New report charts the growth of rural jails in America

The Vera Institute of Justice has just released a comprehensive, urgent, and essential report on the growth of rural jails in America. "Of the 250 poorest counties, 213 of them are rural, representing locations with the most acute needs across the board," the report notes. And yet "relatively little is known about the inner workings of rural criminal justice systems and, specifically, how rural jails operate—their characteristics, the challenges they face, and the opportunities that exist for reform."

It's hard to overstate how glad I am that researchers have finally tackled this issue, which has "received scant attention," the report concludes, "because cities continue to be the focal point of both academic inquiry and policymaking.” 

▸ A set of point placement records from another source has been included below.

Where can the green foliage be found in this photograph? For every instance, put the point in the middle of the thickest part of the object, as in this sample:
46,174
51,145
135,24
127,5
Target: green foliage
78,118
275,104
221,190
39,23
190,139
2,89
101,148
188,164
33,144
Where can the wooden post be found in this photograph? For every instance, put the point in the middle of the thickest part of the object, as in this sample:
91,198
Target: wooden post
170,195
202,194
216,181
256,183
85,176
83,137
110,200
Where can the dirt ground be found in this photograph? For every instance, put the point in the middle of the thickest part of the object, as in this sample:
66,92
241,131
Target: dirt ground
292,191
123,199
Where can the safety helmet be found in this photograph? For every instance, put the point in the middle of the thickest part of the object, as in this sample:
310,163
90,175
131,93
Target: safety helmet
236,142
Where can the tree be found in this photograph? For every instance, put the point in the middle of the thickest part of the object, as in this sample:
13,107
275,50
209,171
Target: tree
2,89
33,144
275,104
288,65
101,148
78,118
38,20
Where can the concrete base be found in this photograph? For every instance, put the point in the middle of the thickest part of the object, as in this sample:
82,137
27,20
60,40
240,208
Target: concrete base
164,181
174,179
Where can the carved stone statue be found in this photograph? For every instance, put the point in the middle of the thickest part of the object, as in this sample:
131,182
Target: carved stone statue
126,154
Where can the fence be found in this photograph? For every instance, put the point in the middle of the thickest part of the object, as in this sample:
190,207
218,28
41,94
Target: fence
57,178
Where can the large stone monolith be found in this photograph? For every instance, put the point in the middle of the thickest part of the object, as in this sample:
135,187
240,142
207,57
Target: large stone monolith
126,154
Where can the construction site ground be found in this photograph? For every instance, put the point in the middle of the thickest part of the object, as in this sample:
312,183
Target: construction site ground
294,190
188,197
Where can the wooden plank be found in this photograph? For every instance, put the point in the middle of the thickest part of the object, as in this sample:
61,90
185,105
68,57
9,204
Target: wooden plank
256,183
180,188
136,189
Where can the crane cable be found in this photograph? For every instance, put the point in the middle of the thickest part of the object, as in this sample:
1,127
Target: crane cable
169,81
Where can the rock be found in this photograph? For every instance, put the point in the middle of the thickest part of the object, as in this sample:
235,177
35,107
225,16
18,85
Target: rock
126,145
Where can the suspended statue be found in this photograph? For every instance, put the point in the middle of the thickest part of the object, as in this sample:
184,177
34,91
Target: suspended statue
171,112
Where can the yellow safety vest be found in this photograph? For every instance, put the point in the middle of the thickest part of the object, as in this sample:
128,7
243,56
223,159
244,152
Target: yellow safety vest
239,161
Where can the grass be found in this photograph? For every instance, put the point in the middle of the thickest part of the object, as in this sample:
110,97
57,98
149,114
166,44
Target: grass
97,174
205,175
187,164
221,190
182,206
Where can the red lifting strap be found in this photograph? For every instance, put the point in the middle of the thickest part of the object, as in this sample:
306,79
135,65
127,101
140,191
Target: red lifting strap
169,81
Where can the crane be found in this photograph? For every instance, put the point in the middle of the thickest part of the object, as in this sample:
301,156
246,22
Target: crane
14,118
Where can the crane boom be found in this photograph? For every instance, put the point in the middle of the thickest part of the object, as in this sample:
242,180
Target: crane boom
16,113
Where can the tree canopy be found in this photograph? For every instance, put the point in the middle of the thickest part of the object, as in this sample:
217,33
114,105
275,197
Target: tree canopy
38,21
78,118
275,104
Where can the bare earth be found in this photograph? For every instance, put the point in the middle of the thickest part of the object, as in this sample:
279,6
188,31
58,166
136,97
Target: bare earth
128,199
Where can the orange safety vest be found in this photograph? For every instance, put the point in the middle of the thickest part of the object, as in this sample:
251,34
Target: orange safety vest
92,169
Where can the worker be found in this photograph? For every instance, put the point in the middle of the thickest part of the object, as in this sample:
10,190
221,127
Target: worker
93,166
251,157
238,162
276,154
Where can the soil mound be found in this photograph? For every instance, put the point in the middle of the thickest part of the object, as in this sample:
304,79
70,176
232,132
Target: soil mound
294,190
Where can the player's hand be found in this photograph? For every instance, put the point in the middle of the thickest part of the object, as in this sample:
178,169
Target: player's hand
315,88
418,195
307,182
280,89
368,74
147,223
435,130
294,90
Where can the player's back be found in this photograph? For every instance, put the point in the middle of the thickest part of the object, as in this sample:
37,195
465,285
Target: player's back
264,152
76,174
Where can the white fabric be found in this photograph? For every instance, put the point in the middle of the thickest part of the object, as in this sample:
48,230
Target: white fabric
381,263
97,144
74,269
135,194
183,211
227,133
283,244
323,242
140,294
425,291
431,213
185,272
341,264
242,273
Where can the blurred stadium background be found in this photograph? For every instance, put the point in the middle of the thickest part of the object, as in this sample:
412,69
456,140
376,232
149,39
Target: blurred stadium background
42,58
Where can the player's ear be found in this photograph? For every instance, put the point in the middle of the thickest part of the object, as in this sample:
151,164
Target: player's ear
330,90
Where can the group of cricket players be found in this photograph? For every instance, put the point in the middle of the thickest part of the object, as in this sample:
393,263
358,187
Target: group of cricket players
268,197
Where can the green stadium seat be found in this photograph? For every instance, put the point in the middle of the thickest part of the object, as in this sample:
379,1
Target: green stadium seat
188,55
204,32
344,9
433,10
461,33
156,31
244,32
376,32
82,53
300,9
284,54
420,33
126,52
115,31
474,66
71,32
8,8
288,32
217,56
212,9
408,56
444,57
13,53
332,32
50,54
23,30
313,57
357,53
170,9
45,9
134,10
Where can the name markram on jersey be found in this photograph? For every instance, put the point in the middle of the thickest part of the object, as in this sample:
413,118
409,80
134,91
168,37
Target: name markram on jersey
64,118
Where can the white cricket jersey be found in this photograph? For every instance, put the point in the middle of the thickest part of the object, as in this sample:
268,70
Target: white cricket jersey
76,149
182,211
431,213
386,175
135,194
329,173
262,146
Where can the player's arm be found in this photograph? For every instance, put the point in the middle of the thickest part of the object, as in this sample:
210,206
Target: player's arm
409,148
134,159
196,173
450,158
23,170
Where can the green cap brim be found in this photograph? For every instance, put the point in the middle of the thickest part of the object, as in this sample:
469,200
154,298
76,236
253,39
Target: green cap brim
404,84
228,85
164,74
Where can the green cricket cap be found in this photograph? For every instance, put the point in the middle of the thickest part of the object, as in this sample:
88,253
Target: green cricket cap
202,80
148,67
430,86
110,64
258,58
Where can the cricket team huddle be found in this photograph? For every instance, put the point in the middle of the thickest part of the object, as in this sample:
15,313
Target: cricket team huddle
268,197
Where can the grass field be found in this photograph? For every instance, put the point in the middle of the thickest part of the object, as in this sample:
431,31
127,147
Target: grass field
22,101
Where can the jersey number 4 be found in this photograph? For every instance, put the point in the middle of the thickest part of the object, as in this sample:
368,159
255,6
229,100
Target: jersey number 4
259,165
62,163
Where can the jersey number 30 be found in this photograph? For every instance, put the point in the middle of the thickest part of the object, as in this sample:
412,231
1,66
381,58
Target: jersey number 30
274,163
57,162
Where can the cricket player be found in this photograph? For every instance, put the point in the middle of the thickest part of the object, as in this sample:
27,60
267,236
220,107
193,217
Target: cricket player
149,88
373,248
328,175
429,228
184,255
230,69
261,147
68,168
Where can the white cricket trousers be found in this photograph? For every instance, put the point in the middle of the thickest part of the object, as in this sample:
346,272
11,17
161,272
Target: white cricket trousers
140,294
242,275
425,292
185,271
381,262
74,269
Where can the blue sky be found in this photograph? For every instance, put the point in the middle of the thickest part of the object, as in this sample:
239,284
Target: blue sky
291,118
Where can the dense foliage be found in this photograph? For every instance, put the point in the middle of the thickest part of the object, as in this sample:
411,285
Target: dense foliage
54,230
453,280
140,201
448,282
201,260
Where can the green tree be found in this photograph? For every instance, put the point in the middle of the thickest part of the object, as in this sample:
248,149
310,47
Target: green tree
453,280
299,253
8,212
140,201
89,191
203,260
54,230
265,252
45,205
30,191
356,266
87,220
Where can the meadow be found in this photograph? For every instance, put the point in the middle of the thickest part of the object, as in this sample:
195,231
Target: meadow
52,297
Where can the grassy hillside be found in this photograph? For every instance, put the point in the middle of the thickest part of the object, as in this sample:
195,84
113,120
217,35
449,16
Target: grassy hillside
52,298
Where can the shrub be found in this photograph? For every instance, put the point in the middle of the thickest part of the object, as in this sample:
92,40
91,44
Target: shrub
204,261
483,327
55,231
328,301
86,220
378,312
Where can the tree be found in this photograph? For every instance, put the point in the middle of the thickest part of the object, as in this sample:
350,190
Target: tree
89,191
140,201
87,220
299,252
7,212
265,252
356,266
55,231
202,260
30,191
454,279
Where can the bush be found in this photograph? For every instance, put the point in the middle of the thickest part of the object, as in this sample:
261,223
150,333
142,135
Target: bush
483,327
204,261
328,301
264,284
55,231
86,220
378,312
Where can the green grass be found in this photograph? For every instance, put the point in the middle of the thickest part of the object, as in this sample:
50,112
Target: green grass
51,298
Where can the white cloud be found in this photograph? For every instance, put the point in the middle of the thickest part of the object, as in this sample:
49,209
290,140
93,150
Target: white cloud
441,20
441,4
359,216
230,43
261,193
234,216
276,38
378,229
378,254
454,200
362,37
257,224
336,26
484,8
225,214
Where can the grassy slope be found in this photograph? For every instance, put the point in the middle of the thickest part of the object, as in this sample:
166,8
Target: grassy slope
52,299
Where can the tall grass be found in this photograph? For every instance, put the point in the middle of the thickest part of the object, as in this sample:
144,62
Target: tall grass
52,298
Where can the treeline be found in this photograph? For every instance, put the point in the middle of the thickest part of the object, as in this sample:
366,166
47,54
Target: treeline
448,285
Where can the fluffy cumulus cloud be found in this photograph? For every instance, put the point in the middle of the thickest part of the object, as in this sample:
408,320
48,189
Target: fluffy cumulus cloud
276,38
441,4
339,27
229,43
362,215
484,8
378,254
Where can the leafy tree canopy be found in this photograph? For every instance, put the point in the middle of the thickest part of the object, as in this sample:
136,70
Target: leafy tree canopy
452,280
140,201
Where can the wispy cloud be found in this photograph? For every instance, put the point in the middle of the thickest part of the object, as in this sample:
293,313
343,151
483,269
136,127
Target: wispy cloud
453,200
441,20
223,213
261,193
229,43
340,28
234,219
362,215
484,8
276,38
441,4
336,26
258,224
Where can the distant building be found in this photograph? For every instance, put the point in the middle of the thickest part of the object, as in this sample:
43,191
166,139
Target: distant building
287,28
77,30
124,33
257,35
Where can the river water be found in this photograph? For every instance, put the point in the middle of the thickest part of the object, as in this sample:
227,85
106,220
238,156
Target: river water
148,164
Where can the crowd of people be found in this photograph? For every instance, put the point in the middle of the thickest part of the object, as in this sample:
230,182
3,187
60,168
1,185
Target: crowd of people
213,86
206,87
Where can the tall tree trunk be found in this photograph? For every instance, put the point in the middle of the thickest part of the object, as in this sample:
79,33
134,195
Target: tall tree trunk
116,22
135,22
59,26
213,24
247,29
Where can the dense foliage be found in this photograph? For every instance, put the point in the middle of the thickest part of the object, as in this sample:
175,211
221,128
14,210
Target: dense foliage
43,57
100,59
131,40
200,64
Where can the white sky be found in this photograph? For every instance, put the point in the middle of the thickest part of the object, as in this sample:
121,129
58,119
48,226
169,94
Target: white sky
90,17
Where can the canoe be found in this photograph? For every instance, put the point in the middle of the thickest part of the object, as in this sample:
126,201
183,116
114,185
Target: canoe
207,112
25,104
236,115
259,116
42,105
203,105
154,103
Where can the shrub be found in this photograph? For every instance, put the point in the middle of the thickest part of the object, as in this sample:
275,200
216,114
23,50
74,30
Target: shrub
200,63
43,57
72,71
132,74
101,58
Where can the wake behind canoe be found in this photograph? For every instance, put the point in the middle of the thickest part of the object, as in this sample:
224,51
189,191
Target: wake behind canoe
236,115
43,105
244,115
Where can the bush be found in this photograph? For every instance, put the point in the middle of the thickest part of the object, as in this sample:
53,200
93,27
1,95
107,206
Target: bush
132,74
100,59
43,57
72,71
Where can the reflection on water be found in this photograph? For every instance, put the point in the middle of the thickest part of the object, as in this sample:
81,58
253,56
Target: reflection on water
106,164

The report raises a diverse range of troubling issues, but I'll just highlight a few that are relevant to rural Arkansas jails:

  • LIMITED DELIVERY OF JUSTICE. Due to the poverty and limited tax base, rural counties "often struggle to provide many services—such as education or healthcare—as well as fund and deliver justice, including recruiting key justice personnel and providing even the most basic criminal justice services necessary to process criminal cases through the system." These services include basic investigations by the police and prosecution. 
  • REMOTE LOCATIONS. Courts are spread out across vast amounts of land. "The distances that the few available personnel are often required to travel further frustrate case flow and efficient court operations, extending case processing times, despite comparatively lower overall caseload numbers."
  • SHORTAGE OF SKILLED PRACTITIONERS. Rural counties "lack skilled practitionersjudges, prosecutors, investigators, public defenders, and court administrators—to run or oversee the basic functions of a local criminal justice system, posing serious operational challenges." 
  • INTENSELY LIMITED COURT DAYS. Court convened in Phillips County in four three-week sessions during the year.  "In contrast, Manhattan’s arraignment courts, for example, are open for sessions from early morning until 1:00 am, every day of the week." In other words, when court isn't convened, the people arrested -- still innocent in the eyes of the law -- are sitting around, languishing, waiting months before arraignment. And it means that they've lost the jobs they had and are separated from families.
  • FEW PRETRIAL SERVICE PROGRAMS or DIVERSION PROGRAMS. Resource-scarce counties don't have staff or tools to help make individualized assessments of people who are arrested. And rehabilitation, mental health, and education programs are rare.